People are entitled to their own opinions about which sports are boring. It could be argued that running is boring because all you are doing is, well, running. If you want to take this approach, then I would respond by saying that running is actually a great way to get your mind off things, and is therefore quite engaging. I have found that there are two different types of running – thinking about everything, and thinking about nothing. On some runs, I focus on my form, on the surface beneath my feet, and my breathing patterns. On other runs, I forget everything around me, let my feet fall into a good rhythm, and think about things that are going on in my life. Either of these two types is a great way to de-stress if you have a busy life outside of cross country.
Another thing I often hear is that there is no strategy involved in the sport. But really, strategy in cross country is just not the kind you see in team sports like volleyball, basketball, or soccer. To get ready for meets in cross country, we look at maps of the course, a topographic run-through of the course, and a fly-over following the course’s trails. We also always walk the course before running it. This pre-meet run-through of the course means we can talk about places where we can pass people, where we should speed up a bit, where there is mud and we need to be careful, and how to make the shortest path between two turns, and more. Though perhaps a more subtle kind of strategy, planning is still integral to success in cross country as starting too quickly or having a poorly timed kick can doom your race.
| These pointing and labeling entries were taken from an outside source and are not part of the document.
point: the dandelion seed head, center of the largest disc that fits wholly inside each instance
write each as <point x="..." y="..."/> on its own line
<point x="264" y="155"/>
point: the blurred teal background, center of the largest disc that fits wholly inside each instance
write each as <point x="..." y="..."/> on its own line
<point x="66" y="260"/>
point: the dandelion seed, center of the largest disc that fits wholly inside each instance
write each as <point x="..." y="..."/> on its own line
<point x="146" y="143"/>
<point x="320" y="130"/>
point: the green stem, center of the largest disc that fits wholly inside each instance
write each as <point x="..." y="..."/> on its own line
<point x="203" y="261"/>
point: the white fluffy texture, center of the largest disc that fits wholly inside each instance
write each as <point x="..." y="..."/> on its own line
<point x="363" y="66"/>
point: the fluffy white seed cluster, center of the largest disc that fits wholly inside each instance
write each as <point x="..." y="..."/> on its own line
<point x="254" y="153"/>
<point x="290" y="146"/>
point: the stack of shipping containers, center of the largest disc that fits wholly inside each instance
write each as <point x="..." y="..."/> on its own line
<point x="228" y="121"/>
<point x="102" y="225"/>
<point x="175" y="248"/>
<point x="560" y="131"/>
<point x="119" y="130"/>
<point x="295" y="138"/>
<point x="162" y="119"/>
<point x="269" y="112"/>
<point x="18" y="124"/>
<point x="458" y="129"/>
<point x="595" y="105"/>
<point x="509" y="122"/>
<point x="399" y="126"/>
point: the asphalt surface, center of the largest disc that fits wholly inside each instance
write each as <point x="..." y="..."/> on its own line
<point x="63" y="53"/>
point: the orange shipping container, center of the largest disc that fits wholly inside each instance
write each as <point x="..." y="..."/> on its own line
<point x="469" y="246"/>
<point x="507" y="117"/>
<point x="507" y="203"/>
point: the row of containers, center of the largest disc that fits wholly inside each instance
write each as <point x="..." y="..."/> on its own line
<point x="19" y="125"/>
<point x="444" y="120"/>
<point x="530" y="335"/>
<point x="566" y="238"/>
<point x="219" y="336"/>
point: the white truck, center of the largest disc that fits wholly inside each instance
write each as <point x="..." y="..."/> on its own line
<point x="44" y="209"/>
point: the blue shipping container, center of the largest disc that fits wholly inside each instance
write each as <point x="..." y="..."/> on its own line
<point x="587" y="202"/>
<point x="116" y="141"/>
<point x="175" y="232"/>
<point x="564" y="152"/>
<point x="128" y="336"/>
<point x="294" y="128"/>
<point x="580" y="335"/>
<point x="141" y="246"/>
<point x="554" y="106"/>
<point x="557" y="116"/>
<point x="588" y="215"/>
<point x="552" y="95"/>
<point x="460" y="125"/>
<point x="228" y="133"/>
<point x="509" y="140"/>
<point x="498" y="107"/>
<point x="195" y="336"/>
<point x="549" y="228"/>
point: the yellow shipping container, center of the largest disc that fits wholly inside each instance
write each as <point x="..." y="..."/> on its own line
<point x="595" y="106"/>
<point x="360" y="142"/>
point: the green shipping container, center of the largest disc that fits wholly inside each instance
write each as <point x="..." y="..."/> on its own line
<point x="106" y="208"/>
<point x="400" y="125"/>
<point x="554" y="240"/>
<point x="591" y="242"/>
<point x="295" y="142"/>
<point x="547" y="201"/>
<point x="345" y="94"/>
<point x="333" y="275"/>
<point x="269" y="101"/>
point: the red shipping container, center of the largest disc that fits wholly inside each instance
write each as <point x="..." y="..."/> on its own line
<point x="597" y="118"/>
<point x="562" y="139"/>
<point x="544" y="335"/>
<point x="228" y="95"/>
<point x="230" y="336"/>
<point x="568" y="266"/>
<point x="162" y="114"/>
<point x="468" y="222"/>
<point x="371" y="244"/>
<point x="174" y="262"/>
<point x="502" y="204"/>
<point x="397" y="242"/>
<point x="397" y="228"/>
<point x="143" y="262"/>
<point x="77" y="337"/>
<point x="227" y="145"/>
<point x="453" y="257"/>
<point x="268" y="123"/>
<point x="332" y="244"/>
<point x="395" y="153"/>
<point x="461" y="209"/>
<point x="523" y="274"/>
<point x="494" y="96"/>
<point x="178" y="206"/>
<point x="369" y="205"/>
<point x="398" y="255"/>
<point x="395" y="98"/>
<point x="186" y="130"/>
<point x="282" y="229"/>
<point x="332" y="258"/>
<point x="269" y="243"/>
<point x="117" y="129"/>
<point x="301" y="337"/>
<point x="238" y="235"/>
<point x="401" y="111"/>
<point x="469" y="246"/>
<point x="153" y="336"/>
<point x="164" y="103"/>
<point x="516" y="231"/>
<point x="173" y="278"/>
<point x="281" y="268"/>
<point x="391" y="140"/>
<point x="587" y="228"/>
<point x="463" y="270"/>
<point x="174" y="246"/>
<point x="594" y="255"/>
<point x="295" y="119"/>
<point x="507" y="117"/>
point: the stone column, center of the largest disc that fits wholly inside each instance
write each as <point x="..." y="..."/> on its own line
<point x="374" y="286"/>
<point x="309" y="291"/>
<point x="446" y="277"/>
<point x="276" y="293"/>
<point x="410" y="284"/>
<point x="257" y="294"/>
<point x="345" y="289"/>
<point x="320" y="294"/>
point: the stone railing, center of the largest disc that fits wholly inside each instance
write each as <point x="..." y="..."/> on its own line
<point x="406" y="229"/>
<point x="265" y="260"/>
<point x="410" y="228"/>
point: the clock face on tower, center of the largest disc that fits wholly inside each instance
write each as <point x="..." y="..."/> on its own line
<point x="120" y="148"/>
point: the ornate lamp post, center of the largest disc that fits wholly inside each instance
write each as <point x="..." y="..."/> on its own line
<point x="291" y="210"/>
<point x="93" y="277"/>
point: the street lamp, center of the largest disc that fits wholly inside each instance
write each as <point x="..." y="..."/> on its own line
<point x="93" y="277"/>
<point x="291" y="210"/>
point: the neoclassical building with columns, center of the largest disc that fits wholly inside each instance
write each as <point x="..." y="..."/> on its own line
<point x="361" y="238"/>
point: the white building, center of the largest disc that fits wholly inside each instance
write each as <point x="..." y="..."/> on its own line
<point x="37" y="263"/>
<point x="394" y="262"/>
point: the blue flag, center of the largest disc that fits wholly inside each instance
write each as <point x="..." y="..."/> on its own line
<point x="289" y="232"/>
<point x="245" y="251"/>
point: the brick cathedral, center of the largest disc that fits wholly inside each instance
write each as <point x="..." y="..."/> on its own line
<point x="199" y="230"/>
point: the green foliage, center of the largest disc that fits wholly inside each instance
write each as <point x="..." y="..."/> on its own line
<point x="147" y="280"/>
The phrase, “cross country isn’t a team sport” isn’t true either. If you ran on a team consisting of just yourself, you probably wouldn’t do very well in races. It is important to connect with other people on your team during a race. There is usually someone else on the team either around your pace or a little faster, so if you stick with them throughout the race, it pushes both of you to keep up your pace and not fall back.
When I started cross country, everyone was super nice to me from the moment I joined the team. After a little bit, I began to feel like cross country was a whole new family. I’ve made friends in other grades that I may have never met if it weren’t for the sport. We all have a plethora of inside jokes with each other, and practices are always fun because everyone on the team is your friend. There is no drama among any of us, most likely because there’s nothing to blame on people. In cross country, you can’t really mess someone else up, you can only help your teammates. Even outside of practices, the XC team is still close; we hang out with each other outside of practice and we plan things such as wearing a certain hairstyle for a meet. I think some people on the team right now are even thinking about dyeing their hair blue. This camaraderie suggests that cross country is more of a team sport than some people might initially think.
Even if you don’t really want to run for the sake of running, it can help with pretty much every other sport that exists. If you don’t play a fall sport and want to get in shape, cross country is a great way to get you conditioned. Running cross country gets you a strong core, strong legs, and strong arms. You will also have a much easier time when you get punished in another sport, and the command, “everybody run four laps!” will be easier for you than everyone else. It will also be a relief, because only four laps around the field will seem like nothing after you’ve run a season of cross country.
People can have their opinions about cross country. Some people will love it and some people will look at it with pure distaste. But if you’ve never tried it, maybe give it a chance. You could find that it’s a lot of fun!